Mortgage broking wholesaler Australian Finance Group is set for a record run into Christmas, with expectations its new loan applications will soar beyond $5 billion as early as this month.
Mortgage broking wholesaler Australian Finance Group is set for a record run into Christmas, with expectations its new loan applications will soar beyond $5 billion as early as this month.
AFG wrote loans totalling $4.8 billion in October capping a record 12-month run for the group’s mortgage division.
The result partly reflects the heated residential property markets in Sydney and Melbourne, as well as AFG’s success in expanding its mortgage broking business through partnerships with allied operations, such as financial planners, real estate agents and developers on the east coast.
AFG expects to finalise at least six new partnerships of this nature in the next quarter as it pushes to secure a 15 per cent share of the national mortgage market.
Just how much further this record run has to go will depend largely on the federal government’s response to the volume of investment money flowing into residential property, according to AFG.
If it moves from “talking down” the market to adjusting policy, managing director Brett McKeon said it could narrow the new loan pipeline.
And he warned there were always unintended consequences to these types of policy changes.

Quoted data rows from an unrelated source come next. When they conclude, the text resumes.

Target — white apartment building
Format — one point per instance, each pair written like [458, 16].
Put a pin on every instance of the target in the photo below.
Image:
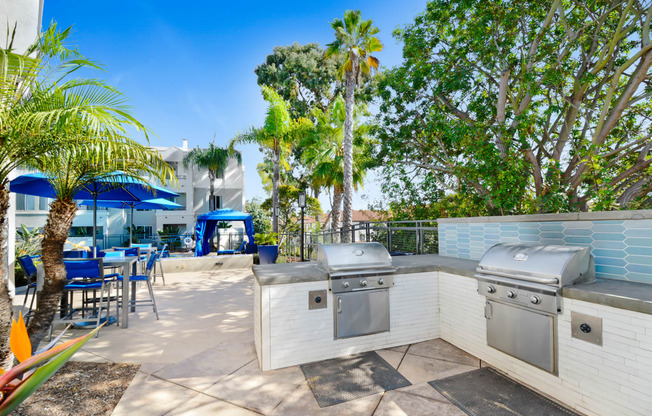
[193, 190]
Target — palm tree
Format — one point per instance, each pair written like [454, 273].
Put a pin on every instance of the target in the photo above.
[277, 137]
[215, 159]
[40, 109]
[68, 168]
[354, 37]
[323, 153]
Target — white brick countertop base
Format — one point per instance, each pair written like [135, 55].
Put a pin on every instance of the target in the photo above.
[614, 379]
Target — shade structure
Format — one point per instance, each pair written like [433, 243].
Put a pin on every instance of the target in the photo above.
[115, 186]
[156, 203]
[206, 224]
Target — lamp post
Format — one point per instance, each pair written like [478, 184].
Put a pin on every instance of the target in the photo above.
[302, 205]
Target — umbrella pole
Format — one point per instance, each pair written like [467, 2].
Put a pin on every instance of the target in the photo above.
[131, 227]
[94, 225]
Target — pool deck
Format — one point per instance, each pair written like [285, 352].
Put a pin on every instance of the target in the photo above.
[199, 359]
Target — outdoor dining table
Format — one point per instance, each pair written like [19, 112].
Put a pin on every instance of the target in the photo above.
[128, 265]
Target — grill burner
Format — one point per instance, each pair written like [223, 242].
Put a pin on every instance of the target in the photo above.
[532, 276]
[523, 288]
[359, 275]
[357, 266]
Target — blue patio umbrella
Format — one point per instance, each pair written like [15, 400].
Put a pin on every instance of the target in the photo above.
[115, 186]
[157, 203]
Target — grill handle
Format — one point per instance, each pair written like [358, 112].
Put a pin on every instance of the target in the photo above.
[533, 279]
[488, 311]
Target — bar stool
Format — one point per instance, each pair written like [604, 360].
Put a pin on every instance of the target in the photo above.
[29, 269]
[141, 278]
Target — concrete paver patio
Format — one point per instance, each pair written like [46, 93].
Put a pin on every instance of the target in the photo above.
[199, 359]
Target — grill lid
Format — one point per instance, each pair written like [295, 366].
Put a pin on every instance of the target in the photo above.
[550, 264]
[355, 258]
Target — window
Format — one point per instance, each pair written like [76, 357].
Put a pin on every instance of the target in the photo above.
[217, 202]
[44, 203]
[84, 231]
[26, 202]
[181, 200]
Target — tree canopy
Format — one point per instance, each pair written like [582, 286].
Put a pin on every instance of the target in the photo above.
[521, 107]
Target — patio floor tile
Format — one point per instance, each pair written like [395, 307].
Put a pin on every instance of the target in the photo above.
[419, 369]
[301, 402]
[442, 350]
[200, 371]
[150, 396]
[416, 400]
[202, 405]
[253, 389]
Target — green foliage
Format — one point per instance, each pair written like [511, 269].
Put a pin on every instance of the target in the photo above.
[301, 75]
[266, 239]
[261, 217]
[519, 108]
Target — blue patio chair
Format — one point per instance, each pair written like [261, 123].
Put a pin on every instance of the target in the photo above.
[238, 250]
[158, 267]
[29, 269]
[75, 254]
[84, 276]
[141, 278]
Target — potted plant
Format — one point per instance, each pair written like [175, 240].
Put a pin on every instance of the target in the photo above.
[267, 247]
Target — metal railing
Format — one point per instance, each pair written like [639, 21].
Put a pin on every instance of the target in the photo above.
[399, 237]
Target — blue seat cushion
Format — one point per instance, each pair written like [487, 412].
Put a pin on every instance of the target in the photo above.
[135, 278]
[82, 285]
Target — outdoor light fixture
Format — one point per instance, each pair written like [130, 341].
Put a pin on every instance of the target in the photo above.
[302, 205]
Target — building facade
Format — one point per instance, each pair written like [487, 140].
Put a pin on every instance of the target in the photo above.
[193, 189]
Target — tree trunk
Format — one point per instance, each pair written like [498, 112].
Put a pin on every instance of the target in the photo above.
[55, 234]
[347, 212]
[335, 210]
[6, 303]
[275, 180]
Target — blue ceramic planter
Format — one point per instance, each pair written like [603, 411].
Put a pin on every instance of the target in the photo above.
[267, 254]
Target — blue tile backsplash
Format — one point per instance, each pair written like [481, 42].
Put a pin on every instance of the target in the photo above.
[622, 248]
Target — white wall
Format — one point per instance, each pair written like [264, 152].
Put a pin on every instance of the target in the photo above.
[291, 334]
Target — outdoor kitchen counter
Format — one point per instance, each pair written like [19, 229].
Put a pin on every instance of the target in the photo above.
[287, 273]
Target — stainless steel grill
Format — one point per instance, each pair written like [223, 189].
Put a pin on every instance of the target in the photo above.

“There are precedents in places like New Zealand, where they have tried to cool markets by tinkering with different (lending) criteria, and recently in Canada they put a tax on foreign investors,” Mr McKeon said.
“Having said that, the government knew there was going to have a big hole in (employment) numbers as the mining industry came off and they deliberately looked to the housing sector to fill that.
“Now that they have it in spades they are starting to get antsy about it, but they don’t want to put rates up, not with the broader economy still a little bit soft, so they are just trying to talk down a segment.”
AFG writes about 20 per cent of new loan applications in Western Australia and it regularly accounts for more than 10 per cent of this business in NSW and Victoria.
The mortgage flow from Sydney and Melbourne has increased by as much a 40 per cent in the past 18 months, partly driven by investors out of Asia.
These buyers have attracted the attention of the Reserve Bank of Australia and have come under scrutiny for their role in house price rises, but Mr McKeon has a different take on this slice of the market.
He said the Chinese investors often put down a significant deposit, as high as 40 per cent, and paid off their loans faster than the average, domestic borrower.
Residential loans still account for the lion’s share of AFG’s mortgage applications and Mr McKeon said he was comfortable with the book’s risk profile, which he said was stress tested for double the current interest rate as well as for significant falls in property values.
Looking to the future, the unlisted public company expects mortgage volumes to grow by about 10 per cent over the next year unless the government alters policy to restrict investor activity.
Its ownership structure is stable and still dominated by its founding members. Macquarie Bank acquired a 10 per cent stake in 2001 and Allianz and Tower both have a 5 per cent interest, dating back to 2004.
Would-be suitors regularly approach AFG, but for now it’s business as usual; and in the current market conditions any plans to take the business public are on the back burner.